It was possible that this look of desertion meant that I had the departure time wrong.

“You are sure this ferry goes to Palma tonight?”

“Yes. No problem.”

“Where are the other passengers?”

“Perhaps there are no other passengers tonight.”

It was ten o’clock. I bought my ticket and boarded ten minutes later. The ferry Punta Europa had space for 1,300 passengers. A sign in Spanish on the upper deck spelled it out:

Maximum authorized passengers 1300 Crew Members (Tripulantes) 31 Total of passengers and crew 1331

Then a man and his son came aboard. That made three of us on the Punta Europa. There were five inside saloons for passengers, filled with seats; every seat was the same, narrow, hard-edged molded plastic, and so we sat bolt upright as the ferry sailed out of Denia, roaring like an express train in the storm. The saloon lights still burned, the crew stayed below, the wind made the doors bang, the whole ferry stank of oil and the reek of decaying cork on its interior decks. A television set had been left on in each saloon — a man loudly reading the news. Outside was the black furious Mediterranean. It was my first storm on this sea and it thrilled me, because I had been seeing it as a sink of gray slopping water, and the wind and waves tonight gave it the look of a great ocean.
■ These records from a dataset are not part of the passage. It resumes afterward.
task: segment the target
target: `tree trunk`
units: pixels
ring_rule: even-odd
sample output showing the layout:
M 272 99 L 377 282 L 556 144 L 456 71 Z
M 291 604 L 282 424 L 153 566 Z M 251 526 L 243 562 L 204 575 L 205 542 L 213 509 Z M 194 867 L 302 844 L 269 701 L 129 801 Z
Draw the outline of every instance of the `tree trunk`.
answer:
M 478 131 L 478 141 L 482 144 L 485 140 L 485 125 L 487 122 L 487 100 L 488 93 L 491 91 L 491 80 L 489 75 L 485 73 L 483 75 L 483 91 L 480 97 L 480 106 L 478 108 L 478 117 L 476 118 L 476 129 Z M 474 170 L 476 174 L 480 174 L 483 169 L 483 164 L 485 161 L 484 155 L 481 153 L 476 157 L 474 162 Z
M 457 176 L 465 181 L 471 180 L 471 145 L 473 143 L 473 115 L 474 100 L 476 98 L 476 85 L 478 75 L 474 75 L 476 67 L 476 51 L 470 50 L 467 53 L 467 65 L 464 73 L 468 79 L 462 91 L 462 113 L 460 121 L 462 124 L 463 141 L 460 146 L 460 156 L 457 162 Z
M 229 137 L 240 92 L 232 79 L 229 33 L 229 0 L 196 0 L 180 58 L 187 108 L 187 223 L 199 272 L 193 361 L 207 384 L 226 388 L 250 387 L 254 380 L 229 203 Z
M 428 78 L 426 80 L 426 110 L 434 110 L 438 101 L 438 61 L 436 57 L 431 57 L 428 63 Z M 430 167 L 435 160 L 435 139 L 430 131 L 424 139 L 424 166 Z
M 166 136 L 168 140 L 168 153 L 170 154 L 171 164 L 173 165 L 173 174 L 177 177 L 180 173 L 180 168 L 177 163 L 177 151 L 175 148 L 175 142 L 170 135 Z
Four hours of this, the ferry pitching and rolling, and then the wind eased and the sea grew calmer as we approached Ibiza. It was three in the morning. An English couple boarded, murmuring, but they were not talking to each other, they were reassuring their pets, a nervous dog on a leash, a whining cat in a handheld cage. Now the passengers numbered five, and two animals. The lights still glared, the television screen flickered, still on but no program.

All those seats and yet not a single one was comfortable — straight backs, hard armrests, no leg room in front. None of them reclined. I propped myself up and when I could not stand the discomfort and the burning lightbulbs anymore I went on deck. The black swell of sea sighed against the hull, while I yawned and fiddled with my shortwave radio. After three hours the eastern sky grew lighter.
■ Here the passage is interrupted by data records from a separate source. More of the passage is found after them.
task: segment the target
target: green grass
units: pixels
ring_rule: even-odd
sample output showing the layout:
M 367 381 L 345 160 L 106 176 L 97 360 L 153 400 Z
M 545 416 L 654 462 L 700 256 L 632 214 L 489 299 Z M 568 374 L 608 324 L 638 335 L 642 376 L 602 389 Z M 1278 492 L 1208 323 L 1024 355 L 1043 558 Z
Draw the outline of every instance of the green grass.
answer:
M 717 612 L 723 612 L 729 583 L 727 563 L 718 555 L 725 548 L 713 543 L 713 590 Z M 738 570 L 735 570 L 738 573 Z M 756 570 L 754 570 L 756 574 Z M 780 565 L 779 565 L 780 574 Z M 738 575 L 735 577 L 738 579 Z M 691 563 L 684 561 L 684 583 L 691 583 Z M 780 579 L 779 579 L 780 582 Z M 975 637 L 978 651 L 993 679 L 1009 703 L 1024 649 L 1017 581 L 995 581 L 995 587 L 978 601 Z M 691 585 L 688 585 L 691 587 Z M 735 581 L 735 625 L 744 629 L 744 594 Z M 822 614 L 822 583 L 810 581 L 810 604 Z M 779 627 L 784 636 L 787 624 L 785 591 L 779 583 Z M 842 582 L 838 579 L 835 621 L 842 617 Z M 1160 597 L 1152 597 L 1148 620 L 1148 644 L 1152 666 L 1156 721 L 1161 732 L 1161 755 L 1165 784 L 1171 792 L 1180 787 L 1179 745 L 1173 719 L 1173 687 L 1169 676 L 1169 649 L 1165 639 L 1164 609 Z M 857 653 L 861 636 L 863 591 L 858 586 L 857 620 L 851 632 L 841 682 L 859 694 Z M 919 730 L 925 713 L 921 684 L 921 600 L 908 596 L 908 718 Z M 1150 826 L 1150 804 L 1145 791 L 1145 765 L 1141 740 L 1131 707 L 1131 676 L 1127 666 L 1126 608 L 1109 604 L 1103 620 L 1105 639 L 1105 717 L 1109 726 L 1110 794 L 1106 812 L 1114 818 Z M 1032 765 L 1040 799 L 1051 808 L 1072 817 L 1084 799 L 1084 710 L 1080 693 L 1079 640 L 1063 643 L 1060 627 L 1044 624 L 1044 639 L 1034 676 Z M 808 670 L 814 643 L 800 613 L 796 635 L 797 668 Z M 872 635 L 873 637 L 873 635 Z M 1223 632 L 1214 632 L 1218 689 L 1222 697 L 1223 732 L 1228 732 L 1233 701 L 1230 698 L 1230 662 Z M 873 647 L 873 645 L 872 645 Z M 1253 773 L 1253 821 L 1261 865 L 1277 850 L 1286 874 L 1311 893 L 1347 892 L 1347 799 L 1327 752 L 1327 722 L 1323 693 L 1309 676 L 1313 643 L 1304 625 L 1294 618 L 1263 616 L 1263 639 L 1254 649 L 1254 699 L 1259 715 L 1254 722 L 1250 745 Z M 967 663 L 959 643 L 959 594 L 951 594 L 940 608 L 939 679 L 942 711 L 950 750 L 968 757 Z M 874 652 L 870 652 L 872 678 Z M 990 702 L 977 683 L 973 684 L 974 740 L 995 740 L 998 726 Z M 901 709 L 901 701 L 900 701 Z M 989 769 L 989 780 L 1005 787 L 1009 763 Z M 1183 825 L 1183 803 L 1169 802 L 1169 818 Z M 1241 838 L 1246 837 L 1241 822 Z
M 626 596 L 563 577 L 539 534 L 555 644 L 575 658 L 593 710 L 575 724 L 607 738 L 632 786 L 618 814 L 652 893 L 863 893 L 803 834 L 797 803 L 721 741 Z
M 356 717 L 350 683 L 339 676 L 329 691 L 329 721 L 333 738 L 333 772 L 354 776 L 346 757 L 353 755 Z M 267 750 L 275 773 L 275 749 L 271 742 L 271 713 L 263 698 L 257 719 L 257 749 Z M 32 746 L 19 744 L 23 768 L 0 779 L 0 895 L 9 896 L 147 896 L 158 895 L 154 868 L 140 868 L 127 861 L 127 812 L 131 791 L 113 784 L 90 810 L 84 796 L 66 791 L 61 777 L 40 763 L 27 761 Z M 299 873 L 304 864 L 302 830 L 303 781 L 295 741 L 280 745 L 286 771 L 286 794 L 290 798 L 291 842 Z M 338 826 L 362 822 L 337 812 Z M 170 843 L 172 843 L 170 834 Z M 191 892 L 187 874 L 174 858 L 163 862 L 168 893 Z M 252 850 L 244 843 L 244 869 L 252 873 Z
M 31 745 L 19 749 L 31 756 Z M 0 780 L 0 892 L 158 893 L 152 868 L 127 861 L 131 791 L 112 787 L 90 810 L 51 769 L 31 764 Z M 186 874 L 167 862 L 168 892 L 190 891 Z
In the misty light of daybreak there was nothing, not even a sunrise — only the whitish water of dawn, no land. We did not raise Mallorca until seven-thirty or so, the west coast, Dragonera Island, and then rounded Cabo de Cala Figuera, where there was a lighthouse. I could see tawny hills and a mountainous interior, a lovely rugged place. At the edge of some beaches there were white hotels stacked up, and dense settlement, but there were stretches of coast on which there was very little evidence of any building.

Mallorca, sometimes called the heart of the Mediterranean, for embodying all its virtues, is known in Britain as a package holiday destination, and so is a synonym for cheapness. It is one of those place names which, like Frinton or Bognor, carries with it so many dubious associations that it has been given the status of a household word and just pronouncing it, deliberately twanging it, calling it “Majorca,” and sounding the “j,” has the same effect as cracking a joke.

“Yes, it is lovely,” the Spanish passenger said when I remarked on the beauty of the island. His son was still asleep as we pulled into the harbor. “When I was growing up this island was all natural.”

I asked him his age. He was fifty. He remembered the coming of the package tours, the rise of the hotels. He said there were parts of Mallorca that were very beautiful.

“But in the summer it is terrible all over.”

He said that business was awful here at the moment — worse than on the mainland.

“But things are improving. There is a fiesta on the weekend.”

Arriving by ferry gave me a good look at the place. I had resolved not to fly anywhere in the Mediterranean anyway, and the decision was useful in forcing me to make elaborate detours (like the one to Denia) which gave me a perspective on places I would not otherwise have had.

Mallorca looked elegant from the sea, as we crossed the wide Bahía de Palma. Nearer the port I could see the old town of Palma, the ornate cathedral dominating the city walls and the stucco buildings, some of them ancient, and the newer suburbs to the west, the fertile fields and valleys at a greater distance to the north.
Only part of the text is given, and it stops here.